Boekbespreking

Populair wetenschappelijke detective sust doelgroep in slaap

door Maurice Schaeken
In boeken lijkt het zo simpel. Na het bekijken van de aanwijzingen trekt de speurder eens aan z’n baard, zuigt aan z’n pijp, wrijft langs z’n neus en voila... case closed. Het motief, de dader, de kleur van zijn auto en zijn lievelingsgerecht ontspruiten aan het brein van de detective. De snoodaard rest niets anders dan bekennen. Rechercheurs van tegenwoordig moeten wat meer doen. De misdaad blijft immers ook niet stilzitten. Bovendien moeten zij de zaak ook nog eens bewijzen. In Bloed, zweet en kogels probeert Hans Post een beeld te schetsen van de huidige wetenschappelijke methoden die de politie ter beschikking staan.
‘Boswachter Slootweg kent zijn bos door en door. Nog voor hij zich het echt realiseerde, wist hij al dat er op het open plekje iets niet klopte. Het kleine heuveltje, gecamoufleerd met wat takken, zou een toevallige wandelaar niet zijn opgevallen.

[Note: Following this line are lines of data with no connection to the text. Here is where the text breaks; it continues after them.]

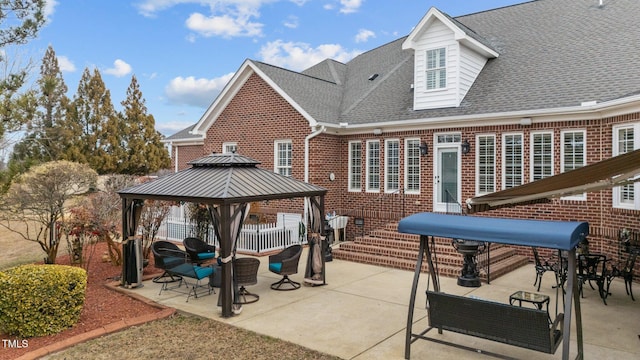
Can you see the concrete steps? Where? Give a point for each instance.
(387, 247)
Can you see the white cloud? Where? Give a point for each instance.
(195, 92)
(49, 9)
(225, 25)
(119, 69)
(350, 6)
(364, 35)
(291, 22)
(226, 18)
(299, 56)
(65, 64)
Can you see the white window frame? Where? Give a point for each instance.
(352, 165)
(278, 166)
(439, 70)
(391, 165)
(504, 159)
(412, 165)
(373, 169)
(491, 166)
(229, 147)
(563, 153)
(635, 187)
(533, 156)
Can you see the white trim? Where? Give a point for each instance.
(276, 152)
(350, 173)
(477, 160)
(504, 155)
(386, 165)
(531, 153)
(616, 198)
(577, 197)
(406, 167)
(367, 172)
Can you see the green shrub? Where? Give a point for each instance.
(38, 300)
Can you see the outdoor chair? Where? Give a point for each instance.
(542, 266)
(625, 272)
(285, 263)
(245, 271)
(178, 266)
(593, 268)
(167, 255)
(199, 251)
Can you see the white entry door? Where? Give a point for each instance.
(446, 187)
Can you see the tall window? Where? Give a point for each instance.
(412, 166)
(229, 147)
(373, 165)
(625, 140)
(512, 160)
(355, 166)
(541, 155)
(436, 69)
(573, 154)
(283, 156)
(486, 169)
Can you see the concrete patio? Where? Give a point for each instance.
(362, 311)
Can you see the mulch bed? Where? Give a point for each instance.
(103, 305)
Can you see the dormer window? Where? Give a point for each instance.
(436, 69)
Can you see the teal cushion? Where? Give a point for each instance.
(275, 267)
(206, 256)
(203, 271)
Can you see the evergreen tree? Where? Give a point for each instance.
(144, 152)
(42, 141)
(93, 127)
(20, 21)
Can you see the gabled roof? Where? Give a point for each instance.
(223, 179)
(569, 57)
(462, 33)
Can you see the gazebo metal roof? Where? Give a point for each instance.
(226, 182)
(223, 179)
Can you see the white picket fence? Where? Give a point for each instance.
(254, 238)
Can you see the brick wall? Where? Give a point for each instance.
(185, 153)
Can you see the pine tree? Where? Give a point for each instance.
(93, 127)
(42, 141)
(144, 152)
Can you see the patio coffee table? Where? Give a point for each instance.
(536, 299)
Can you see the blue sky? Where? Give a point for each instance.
(183, 52)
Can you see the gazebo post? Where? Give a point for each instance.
(226, 290)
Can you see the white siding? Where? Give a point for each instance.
(437, 36)
(471, 63)
(463, 66)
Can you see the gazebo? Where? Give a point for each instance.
(226, 184)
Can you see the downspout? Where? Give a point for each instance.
(306, 173)
(306, 150)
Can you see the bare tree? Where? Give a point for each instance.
(37, 201)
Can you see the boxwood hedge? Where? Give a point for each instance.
(38, 300)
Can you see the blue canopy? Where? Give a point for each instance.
(563, 235)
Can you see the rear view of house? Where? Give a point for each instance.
(458, 108)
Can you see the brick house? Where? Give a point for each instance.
(460, 107)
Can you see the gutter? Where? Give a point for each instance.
(306, 150)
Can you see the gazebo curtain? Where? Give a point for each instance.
(227, 222)
(314, 273)
(131, 249)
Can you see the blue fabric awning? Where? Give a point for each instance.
(563, 235)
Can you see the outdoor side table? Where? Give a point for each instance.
(539, 300)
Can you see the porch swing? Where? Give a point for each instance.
(487, 319)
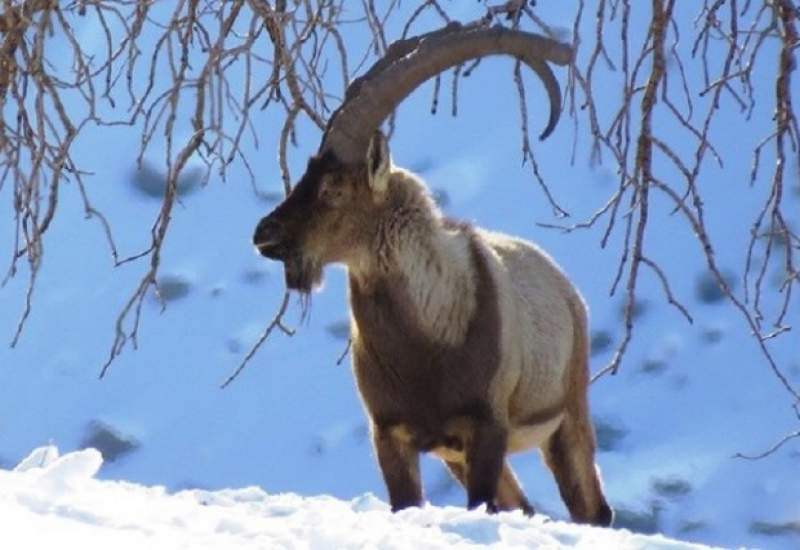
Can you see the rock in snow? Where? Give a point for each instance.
(54, 502)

Slootweg wist echter dat het er niet was geweest, toen hij hier enkele maanden geleden voor het laatst was langsgekomen.’ Na een beetje spitwerk zou de nijvere boswachter er achter komen dat hier het langgezochte lijk van Susan Fokker lag.
Hans Post goot zijn populair-wetenschappelijk boek over moderne opsporingstechnieken in de vorm van een aantal kinderlijke detective-verhalen. Als hoofdpersonen figureren de rechercheurs van bureau Doornburg, een fictieve stad in het al even fictieve Rivierengebied. Het echte Gerechtelijk Laboratorium in Rijswijk speelt de held achter de schermen. Onvermijdelijk roepen de Doornburgse speurders de hulp in van de wetenschappers op het lab.
Het geval ‘Susan Fokker’ bleef voor de politie een open dossier. De verdenking ging uit naar haar vriend, maar ze konden hem niks maken. De vriend bleef immers volhouden dat zij er met een ander tussenuit geknepen was, en de rechercheurs uit Doornburg konden zijn schuld niet bewijzen. Uiteindelijk loste het gerechtelijk laboratorium de zaak op. Het camouflage-materiaal op het graf deed de dader de das om. Deze takken bleken namelijk geknipt met de rozenschaar van de verdachte. Geconfronteerd met de resultaten van het onderzoek bekende hij de moord.

Karel V
Gerechtelijk onderzoek en de politie lopen al geruime tijd hand in hand bij het oplossen van misdaden. Koning Karel V vaardigde in 1532 al een wet uit om deze samenwerking te bekrachtigen. Hij legde vast dat ter voorlichting van justitie bij moorden en andere zware misdrijven een gerechtelijk onderzoek diende te worden ingesteld. Een eeuw later konden studenten in Leipzig terecht voor het vak gerechtelijke geneeskunde. De voortschrijdende wetenschap bood steeds meer technieken die de politie kon helpen bij haar onderzoek. Chromatografie en spectrografie maakten de ‘ideale gifmoord’ steeds onwaarschijnlijker. Het academische bloedonderzoek ontwikkelde methoden die ook justitie van pas kwamen. Sommige technieken werden daarentegen speciaal voor de misdaadbestijding ontwikkeld, zoals bijvoorbeeld de dactyloscopie (vingerafdrukkenonderzoek) en forensische ballistiek (kogel- en vuurwapenafdrukkenonderzoek).

Trucendoos
Zweden liep voorop met de opening van een nationaal gerechtelijk laboratorium in 1872. Nederland volgde pas veel later. Bureaucratie, verlangen naar consensus en -uiteraard- financiële problemen vertraagden de oprichting van een soortgelijk instituut. Pas na de Tweede Wereldoorlog kan het Nederlands gerechtelijk lab haar deuren openen.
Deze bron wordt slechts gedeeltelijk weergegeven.